Ken Burns’s “Country Music”
...and Lord of the Mountain
On September 15, Ken Burns’s eight-part documentary series Country Music will premiere on PBS. Country Music, like Burns’s previous series The Civil War, Baseball, The National Parks, and Jazz, tells the story of a uniquely American tradition that has shaped us in deep and important ways.
Part 1, “The Rub (Beginnings-1933),” tells the story of the Bristol sessions, the so-called “big bang” of country music, which is the setting for my latest novel, Lord of the Mountain.
In the summer of 1927, Ralph Peer of the Victor Talking Machine Company packed up his recording equipment and headed to Bristol, a little town on the Tennessee-Virginia border, where he issued a call for musicians to come down from the mountains and audition. Among the people who came were the Carter Family, Jimmie Rodgers, Ernest Stonemen, and dozens of others who became the mothers and fathers of country music.

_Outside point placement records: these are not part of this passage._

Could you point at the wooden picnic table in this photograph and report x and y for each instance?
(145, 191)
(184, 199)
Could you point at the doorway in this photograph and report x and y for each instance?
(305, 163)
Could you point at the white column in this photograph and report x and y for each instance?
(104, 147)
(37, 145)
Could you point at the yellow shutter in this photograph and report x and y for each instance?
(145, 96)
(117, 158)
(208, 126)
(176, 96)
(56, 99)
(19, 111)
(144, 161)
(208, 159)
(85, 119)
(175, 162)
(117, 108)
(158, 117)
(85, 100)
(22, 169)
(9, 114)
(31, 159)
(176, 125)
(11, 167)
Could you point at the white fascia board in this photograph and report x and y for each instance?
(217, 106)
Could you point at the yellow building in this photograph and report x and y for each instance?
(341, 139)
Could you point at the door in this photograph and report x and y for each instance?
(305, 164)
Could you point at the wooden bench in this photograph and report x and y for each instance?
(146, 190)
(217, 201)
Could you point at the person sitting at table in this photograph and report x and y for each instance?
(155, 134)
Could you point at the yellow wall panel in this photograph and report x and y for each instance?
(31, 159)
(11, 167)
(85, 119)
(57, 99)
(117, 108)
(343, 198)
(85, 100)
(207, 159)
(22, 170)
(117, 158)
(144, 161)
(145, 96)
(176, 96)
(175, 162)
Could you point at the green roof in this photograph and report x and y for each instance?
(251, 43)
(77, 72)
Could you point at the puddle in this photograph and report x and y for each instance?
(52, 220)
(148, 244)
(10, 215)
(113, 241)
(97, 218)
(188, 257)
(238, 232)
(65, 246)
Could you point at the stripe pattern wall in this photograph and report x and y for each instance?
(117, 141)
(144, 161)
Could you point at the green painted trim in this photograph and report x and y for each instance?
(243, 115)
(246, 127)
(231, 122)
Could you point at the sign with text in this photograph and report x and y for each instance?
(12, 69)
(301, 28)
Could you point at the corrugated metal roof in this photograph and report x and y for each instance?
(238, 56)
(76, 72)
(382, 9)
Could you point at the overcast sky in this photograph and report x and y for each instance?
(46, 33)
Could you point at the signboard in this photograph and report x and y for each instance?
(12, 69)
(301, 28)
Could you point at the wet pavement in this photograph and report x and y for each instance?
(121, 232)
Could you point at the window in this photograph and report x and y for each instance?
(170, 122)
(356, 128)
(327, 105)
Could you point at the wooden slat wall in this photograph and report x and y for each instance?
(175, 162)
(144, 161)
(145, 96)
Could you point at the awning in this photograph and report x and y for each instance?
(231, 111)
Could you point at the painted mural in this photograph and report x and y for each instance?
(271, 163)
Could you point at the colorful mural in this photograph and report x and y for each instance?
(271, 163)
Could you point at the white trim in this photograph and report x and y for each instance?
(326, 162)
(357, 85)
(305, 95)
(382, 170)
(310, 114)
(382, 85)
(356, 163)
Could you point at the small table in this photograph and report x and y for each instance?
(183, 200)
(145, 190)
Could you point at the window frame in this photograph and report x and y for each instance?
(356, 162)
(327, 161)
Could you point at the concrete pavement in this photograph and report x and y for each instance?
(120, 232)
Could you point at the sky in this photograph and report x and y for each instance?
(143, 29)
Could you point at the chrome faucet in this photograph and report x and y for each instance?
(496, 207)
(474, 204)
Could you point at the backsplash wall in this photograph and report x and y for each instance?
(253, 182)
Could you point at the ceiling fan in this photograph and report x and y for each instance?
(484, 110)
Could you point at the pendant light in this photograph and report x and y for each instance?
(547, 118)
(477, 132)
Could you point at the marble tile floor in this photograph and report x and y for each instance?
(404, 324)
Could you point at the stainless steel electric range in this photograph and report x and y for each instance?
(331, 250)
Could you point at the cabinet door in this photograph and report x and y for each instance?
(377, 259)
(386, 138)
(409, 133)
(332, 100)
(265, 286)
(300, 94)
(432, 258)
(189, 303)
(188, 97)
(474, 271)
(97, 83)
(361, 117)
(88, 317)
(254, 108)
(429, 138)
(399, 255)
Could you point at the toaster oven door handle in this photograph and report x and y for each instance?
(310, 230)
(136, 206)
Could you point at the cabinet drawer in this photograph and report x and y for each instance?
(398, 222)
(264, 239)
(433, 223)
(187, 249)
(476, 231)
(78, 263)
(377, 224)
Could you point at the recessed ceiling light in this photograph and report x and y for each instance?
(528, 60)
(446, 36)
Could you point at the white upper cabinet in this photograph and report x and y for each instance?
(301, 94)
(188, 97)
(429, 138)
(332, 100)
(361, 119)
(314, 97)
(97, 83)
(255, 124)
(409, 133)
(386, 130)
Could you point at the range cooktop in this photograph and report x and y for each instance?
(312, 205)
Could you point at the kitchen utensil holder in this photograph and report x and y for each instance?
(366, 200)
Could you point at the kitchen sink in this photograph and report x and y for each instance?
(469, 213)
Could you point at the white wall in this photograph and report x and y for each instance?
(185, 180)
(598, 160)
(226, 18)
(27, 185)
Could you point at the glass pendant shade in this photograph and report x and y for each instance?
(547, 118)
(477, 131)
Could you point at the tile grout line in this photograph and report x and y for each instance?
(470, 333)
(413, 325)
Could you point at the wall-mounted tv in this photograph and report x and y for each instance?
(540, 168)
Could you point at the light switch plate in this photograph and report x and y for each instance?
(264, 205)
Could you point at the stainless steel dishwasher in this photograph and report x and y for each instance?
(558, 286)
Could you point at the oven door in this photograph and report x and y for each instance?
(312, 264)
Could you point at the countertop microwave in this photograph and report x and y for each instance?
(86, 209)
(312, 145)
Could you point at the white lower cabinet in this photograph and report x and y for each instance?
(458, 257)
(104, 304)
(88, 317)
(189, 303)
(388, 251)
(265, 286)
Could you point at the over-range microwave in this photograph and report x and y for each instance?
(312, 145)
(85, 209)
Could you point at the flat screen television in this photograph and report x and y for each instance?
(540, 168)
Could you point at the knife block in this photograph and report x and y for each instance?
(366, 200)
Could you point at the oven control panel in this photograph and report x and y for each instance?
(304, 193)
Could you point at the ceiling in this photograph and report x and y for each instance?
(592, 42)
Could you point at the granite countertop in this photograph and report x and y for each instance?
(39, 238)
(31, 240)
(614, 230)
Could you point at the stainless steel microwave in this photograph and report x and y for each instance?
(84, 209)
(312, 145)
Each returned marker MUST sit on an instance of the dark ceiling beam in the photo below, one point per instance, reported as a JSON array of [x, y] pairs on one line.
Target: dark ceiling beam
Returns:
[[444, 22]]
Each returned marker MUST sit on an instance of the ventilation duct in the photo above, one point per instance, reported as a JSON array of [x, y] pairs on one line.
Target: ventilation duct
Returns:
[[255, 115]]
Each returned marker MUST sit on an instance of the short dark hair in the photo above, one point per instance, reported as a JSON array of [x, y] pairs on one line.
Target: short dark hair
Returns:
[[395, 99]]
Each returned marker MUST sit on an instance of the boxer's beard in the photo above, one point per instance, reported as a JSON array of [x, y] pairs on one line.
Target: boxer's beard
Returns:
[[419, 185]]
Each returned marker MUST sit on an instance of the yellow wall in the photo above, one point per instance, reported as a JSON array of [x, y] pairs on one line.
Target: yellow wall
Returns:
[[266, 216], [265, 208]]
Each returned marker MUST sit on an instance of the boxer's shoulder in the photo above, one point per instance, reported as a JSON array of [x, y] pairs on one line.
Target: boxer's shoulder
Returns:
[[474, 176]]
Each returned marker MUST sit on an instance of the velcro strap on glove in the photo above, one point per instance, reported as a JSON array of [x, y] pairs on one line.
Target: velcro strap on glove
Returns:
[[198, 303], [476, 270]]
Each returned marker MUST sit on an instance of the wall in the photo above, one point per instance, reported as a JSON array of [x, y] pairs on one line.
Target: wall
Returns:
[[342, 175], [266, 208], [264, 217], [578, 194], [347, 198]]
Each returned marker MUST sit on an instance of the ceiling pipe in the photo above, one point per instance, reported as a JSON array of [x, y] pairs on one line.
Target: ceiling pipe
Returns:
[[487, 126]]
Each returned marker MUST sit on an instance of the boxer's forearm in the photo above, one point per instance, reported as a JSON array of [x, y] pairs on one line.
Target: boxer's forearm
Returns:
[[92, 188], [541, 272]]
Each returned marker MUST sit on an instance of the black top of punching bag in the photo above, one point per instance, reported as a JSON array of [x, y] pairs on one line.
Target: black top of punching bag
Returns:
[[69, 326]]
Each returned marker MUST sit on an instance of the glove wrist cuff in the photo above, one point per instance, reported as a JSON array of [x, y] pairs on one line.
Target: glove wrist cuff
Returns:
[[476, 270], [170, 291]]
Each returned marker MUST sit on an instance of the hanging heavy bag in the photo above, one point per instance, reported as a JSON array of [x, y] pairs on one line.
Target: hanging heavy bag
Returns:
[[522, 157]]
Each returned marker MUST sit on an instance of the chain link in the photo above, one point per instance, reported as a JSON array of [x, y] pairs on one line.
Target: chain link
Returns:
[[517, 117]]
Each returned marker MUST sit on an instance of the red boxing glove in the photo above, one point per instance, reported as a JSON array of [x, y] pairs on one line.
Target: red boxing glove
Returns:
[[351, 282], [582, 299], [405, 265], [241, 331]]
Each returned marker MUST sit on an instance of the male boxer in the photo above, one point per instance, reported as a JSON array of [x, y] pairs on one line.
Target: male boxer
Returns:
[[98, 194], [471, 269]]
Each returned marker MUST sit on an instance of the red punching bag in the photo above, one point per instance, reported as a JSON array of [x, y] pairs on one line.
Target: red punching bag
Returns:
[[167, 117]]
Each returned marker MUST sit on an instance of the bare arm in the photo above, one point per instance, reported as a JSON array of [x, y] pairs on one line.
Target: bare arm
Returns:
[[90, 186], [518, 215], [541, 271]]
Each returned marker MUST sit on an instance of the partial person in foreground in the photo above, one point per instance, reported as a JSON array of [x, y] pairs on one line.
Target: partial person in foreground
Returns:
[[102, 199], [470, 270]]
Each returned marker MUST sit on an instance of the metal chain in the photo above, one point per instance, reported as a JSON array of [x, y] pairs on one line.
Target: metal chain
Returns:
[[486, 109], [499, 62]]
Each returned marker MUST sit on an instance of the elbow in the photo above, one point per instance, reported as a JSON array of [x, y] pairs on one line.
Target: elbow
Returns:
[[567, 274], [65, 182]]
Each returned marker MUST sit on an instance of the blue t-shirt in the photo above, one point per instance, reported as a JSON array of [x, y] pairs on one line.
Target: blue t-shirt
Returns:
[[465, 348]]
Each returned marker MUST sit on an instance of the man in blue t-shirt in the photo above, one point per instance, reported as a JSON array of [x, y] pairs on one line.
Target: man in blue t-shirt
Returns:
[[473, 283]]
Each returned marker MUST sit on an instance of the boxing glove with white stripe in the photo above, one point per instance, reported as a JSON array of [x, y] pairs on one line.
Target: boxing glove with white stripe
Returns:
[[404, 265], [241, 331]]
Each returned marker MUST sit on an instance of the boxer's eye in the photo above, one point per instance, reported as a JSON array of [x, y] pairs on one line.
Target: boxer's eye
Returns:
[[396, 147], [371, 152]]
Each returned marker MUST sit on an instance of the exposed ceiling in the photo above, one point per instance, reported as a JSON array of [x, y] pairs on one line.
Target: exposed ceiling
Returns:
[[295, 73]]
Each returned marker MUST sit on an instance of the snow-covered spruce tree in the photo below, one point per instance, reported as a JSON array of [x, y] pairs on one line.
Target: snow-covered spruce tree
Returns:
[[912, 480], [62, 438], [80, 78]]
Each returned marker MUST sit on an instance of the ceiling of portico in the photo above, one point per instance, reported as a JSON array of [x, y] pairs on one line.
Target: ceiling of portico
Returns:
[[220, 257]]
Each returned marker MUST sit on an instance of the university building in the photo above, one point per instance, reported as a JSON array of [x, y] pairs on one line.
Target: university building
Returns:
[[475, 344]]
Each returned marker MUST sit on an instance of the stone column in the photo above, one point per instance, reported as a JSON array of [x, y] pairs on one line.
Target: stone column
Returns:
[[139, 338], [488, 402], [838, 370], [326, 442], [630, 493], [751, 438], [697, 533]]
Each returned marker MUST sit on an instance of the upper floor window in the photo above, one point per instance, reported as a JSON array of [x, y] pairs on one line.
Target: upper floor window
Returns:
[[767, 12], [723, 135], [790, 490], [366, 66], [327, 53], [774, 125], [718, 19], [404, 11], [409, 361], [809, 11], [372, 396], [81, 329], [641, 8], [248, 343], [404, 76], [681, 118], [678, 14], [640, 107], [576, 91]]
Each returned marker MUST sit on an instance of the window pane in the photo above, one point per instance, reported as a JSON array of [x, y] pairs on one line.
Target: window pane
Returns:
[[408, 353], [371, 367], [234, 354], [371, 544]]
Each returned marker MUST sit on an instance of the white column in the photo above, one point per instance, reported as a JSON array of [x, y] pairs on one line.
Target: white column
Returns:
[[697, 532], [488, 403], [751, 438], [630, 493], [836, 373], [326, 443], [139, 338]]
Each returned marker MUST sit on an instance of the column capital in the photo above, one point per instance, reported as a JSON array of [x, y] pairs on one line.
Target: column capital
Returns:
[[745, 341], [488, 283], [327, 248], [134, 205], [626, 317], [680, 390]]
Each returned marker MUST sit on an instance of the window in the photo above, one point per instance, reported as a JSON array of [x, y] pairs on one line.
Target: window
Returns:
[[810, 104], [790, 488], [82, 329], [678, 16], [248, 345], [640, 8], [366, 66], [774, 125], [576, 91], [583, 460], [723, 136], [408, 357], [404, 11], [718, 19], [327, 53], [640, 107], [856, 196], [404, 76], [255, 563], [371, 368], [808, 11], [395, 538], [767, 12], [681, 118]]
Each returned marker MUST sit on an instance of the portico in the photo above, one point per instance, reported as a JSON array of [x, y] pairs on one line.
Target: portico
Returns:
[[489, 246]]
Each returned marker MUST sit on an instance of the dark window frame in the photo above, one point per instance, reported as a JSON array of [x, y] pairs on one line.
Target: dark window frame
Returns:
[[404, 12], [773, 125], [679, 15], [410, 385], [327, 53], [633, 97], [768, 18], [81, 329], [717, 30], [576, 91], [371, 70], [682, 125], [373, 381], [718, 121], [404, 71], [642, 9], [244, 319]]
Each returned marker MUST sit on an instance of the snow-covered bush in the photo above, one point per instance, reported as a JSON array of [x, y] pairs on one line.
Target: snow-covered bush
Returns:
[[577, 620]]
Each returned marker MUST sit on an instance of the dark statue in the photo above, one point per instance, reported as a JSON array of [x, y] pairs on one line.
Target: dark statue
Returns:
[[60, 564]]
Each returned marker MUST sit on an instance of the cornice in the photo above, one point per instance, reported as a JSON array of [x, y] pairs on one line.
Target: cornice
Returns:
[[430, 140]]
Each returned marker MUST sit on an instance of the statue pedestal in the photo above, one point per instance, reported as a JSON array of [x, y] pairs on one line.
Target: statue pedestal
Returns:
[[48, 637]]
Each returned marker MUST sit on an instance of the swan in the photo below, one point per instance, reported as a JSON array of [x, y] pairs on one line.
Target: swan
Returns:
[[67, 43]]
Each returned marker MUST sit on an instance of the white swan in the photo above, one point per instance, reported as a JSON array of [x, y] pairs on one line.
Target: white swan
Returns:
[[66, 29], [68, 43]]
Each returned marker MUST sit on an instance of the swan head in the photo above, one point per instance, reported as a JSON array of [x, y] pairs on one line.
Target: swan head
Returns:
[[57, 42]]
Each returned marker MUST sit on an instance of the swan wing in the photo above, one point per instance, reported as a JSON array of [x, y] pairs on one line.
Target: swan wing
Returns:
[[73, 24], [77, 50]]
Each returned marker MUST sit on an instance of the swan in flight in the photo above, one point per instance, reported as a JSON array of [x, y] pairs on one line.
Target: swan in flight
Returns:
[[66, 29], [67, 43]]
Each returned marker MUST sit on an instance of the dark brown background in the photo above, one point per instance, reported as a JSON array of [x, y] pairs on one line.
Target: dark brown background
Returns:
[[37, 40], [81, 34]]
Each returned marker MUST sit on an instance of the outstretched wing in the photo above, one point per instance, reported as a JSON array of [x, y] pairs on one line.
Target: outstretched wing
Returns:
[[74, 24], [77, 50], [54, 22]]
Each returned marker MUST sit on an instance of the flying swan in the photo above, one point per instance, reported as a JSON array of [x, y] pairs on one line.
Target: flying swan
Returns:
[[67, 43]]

My fictional characters, thirteen-year-old Nate Owens and his friend Sue Dean Baker, live in Bristol and witness the sessions. They meet the Carter family, and that encounter sends them off on adventures that take them over the mountains and into a musical mystery at the heart of Nate’s family.
Watch the Ken Burns series to explore the beginnings of country music, then read Lord of the Mountain to live them.